Politics & International Studies

Turning the South Pacific tides important for India

Turning the South Pacific tides important for India

Given the Pacific Island Countries’ emerging strategic importance and also because of their votes in the UN, we might need to allocate more resources in the future.

Author

Ravi Thapar, Professor of Practice in International Affairs & Law, Jindal School of International Affairs, O.P. Jindal Global University, Sonipat, Haryana, India.

Summary

Of late, the South Pacific has emerged as an important contender for external patronage – whether for reasons as mundane as providing vast supplies of tuna – it is the world’s second largest centre for harvesting this fish – or because it facilitates strategic, military and defense bases in its remote territories.

It is a matter of contention however, as to whether such forays and heightened interest by external donors address the Pacific Island Countries’ (PICs) core concerns. In March 2022, when China signed a security agreement with the Solomon Islands, the island country witnessed strong, internal disturbances when its largest and most populous Malaita province dissented with the central government at Honiara and opted to continue with its practice of according diplomatic recognition to Taiwan.

While Malaita received US$25m directly from the US government, PM Sogavare’s government at Honiara was promised US$730m by the Chinese. Earlier this month, the US signed a security pact with PNG, following which it has undertaken to provide US$45m to it for enhancing securityrelated cooperation.

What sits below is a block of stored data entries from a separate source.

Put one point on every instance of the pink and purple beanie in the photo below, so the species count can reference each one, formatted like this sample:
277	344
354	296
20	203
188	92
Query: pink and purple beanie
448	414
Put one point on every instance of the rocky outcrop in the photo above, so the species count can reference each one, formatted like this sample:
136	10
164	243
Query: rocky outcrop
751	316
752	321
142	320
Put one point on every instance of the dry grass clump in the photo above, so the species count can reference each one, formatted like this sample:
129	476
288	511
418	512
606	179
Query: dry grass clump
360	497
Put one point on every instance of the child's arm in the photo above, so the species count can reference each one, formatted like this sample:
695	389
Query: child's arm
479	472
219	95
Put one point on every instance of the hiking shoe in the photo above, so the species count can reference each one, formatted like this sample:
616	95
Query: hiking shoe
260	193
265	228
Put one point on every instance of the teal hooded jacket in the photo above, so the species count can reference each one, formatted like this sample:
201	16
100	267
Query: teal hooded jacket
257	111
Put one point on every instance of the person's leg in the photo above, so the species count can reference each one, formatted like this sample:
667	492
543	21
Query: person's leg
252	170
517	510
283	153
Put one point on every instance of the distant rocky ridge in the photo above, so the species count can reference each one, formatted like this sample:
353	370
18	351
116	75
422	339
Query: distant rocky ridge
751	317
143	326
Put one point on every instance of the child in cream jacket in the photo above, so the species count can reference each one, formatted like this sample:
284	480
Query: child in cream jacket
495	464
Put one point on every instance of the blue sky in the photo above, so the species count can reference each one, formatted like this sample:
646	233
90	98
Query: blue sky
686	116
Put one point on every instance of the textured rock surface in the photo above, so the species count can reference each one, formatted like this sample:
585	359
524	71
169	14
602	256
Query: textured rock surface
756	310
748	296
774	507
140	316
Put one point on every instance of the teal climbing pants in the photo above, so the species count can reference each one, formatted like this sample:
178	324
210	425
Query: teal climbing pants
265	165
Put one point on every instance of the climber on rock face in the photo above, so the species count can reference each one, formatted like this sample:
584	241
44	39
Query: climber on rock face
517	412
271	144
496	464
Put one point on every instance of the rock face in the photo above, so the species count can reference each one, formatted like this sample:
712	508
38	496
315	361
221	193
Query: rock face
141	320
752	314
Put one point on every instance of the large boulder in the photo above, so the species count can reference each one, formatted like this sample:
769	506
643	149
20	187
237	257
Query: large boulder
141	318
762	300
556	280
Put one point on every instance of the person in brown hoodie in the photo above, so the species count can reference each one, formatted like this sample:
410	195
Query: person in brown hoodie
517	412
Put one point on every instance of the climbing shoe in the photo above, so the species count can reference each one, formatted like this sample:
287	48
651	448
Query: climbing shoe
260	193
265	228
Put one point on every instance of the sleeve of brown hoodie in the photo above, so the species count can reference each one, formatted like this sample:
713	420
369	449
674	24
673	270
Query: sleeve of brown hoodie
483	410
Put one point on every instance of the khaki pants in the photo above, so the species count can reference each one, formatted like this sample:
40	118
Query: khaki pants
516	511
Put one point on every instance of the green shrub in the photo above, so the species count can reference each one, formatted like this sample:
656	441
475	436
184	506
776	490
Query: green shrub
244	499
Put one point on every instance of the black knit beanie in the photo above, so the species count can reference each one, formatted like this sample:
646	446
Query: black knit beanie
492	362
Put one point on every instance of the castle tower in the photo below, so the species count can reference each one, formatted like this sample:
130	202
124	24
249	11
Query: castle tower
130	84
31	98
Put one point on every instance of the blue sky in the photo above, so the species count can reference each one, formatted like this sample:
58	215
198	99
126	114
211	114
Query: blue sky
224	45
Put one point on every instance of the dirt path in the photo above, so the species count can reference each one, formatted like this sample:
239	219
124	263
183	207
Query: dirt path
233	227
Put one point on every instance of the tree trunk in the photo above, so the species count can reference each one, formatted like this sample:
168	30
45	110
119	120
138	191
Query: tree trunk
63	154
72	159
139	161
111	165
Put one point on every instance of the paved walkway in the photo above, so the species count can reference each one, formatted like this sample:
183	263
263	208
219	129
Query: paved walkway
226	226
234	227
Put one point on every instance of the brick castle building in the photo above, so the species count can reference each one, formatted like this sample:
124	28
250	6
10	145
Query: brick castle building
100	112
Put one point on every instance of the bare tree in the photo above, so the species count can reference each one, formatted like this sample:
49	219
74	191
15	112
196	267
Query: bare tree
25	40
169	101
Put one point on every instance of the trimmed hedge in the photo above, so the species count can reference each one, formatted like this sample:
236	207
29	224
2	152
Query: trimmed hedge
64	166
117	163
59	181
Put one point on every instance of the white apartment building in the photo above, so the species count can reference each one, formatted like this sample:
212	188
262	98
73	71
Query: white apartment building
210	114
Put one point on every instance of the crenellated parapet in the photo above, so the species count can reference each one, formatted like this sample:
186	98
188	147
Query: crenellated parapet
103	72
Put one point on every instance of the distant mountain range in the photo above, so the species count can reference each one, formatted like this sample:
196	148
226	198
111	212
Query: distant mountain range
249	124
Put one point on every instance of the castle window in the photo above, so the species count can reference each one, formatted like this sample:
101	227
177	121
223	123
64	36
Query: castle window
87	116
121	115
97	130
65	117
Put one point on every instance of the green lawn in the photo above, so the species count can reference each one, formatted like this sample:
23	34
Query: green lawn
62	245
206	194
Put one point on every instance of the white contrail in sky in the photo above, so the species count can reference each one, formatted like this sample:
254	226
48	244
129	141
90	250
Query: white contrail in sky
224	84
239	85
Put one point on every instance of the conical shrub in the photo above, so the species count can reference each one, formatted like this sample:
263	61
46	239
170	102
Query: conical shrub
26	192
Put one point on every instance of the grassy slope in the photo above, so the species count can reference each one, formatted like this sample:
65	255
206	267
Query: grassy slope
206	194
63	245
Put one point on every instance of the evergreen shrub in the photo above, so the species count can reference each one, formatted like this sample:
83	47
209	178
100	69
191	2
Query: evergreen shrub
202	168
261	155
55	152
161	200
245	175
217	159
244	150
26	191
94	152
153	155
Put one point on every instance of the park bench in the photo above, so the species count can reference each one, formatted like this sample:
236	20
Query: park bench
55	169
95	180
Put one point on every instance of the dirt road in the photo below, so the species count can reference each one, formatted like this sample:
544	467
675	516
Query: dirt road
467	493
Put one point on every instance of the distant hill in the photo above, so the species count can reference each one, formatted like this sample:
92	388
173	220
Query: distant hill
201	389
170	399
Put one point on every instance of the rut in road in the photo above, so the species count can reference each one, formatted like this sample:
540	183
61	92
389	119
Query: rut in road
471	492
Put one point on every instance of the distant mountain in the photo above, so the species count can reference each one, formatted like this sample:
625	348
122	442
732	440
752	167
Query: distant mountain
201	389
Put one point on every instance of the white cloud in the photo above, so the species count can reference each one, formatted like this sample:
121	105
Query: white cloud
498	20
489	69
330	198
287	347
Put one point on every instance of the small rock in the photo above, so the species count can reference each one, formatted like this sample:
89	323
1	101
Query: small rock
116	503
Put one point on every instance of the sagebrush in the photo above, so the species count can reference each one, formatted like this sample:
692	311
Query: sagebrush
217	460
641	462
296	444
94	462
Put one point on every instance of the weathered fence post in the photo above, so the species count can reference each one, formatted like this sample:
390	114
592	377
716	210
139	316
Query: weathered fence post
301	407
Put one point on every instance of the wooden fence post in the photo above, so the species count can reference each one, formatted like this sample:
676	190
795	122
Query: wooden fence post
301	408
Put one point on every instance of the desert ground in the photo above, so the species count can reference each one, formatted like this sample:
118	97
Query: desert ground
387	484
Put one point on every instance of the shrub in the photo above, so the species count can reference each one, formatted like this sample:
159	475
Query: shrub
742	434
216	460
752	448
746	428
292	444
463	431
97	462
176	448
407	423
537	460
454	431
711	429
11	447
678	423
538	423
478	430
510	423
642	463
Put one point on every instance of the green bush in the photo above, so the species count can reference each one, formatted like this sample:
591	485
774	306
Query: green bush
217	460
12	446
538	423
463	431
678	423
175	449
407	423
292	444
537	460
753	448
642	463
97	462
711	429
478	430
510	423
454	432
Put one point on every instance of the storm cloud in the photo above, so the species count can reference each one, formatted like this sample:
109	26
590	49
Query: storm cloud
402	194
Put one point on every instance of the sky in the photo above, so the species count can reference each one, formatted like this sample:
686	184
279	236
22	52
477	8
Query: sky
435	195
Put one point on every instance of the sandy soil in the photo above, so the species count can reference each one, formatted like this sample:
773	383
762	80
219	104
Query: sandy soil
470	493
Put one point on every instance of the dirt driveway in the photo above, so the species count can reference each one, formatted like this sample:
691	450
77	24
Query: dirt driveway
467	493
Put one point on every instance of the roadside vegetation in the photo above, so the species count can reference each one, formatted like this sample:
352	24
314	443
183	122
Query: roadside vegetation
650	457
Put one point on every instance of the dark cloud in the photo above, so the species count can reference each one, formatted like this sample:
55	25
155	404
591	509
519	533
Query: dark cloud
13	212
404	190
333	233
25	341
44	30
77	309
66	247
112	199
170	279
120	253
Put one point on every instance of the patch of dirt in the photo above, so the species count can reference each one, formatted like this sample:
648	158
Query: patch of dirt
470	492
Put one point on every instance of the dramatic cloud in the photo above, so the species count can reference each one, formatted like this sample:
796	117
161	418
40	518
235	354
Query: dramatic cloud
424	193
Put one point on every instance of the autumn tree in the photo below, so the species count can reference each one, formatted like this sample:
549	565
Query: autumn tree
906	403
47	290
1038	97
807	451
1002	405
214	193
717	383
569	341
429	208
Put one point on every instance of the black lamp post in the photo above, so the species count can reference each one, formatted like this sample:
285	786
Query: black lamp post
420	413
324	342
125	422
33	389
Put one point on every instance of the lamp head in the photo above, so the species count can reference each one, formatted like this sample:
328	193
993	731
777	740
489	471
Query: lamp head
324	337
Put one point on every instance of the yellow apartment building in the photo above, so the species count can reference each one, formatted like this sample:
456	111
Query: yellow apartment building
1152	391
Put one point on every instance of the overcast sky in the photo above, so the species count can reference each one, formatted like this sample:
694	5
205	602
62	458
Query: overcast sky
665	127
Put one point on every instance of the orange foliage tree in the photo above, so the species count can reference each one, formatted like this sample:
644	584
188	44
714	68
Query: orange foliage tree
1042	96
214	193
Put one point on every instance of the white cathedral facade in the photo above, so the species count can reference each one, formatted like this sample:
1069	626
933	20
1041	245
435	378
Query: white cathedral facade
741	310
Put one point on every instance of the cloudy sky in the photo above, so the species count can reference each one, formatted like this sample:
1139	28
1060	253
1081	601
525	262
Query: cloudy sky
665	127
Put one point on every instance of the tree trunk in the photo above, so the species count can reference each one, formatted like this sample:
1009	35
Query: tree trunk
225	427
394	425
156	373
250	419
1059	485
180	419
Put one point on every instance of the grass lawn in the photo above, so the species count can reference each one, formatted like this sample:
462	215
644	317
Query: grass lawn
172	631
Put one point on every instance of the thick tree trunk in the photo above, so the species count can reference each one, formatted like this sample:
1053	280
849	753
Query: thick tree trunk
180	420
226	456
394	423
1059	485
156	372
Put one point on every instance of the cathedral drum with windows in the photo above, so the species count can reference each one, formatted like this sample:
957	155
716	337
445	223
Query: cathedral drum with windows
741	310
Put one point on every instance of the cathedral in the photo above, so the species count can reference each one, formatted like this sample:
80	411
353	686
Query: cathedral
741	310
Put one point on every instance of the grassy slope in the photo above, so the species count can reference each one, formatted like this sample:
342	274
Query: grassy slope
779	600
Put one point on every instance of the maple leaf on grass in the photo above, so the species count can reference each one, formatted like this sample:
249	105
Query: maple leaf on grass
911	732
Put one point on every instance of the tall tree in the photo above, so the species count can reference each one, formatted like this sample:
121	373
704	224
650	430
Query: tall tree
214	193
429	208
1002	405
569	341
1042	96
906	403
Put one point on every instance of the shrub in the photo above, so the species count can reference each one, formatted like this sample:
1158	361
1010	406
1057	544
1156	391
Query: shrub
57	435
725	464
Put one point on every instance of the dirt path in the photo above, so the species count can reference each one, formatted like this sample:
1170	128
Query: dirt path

The pact provoked strong protests by civil society groups and others who expressed misgivings about the increased militarization of the region and especially that the South Pacific is getting caught between heightened geo-political rivalry between the US and China.

While the US is maintaining military and air bases at Guam and a Ballistic Missile facility at Kwajalein Atoll in the Marshall Islands, it is constructing a high-frequency radar system at Palau and has military ties with Fiji, PNG and Tonga. China, on the other hand, seeks to develop dual-use ports and airfields. The Solomon Islands China security pact signed last year, grants the Chinese navy rights to dock and replenish, suggesting that the facility could be expanded in the future.

On a similar note, in March this year, at the request of Kiribati – which switched its affiliation to China from Taiwan in 2019 – Chinese experts conducted a study to upgrade a US-built, World War II-era runway on Canton Island, Kiribati, ostensibly only for civilian purposes.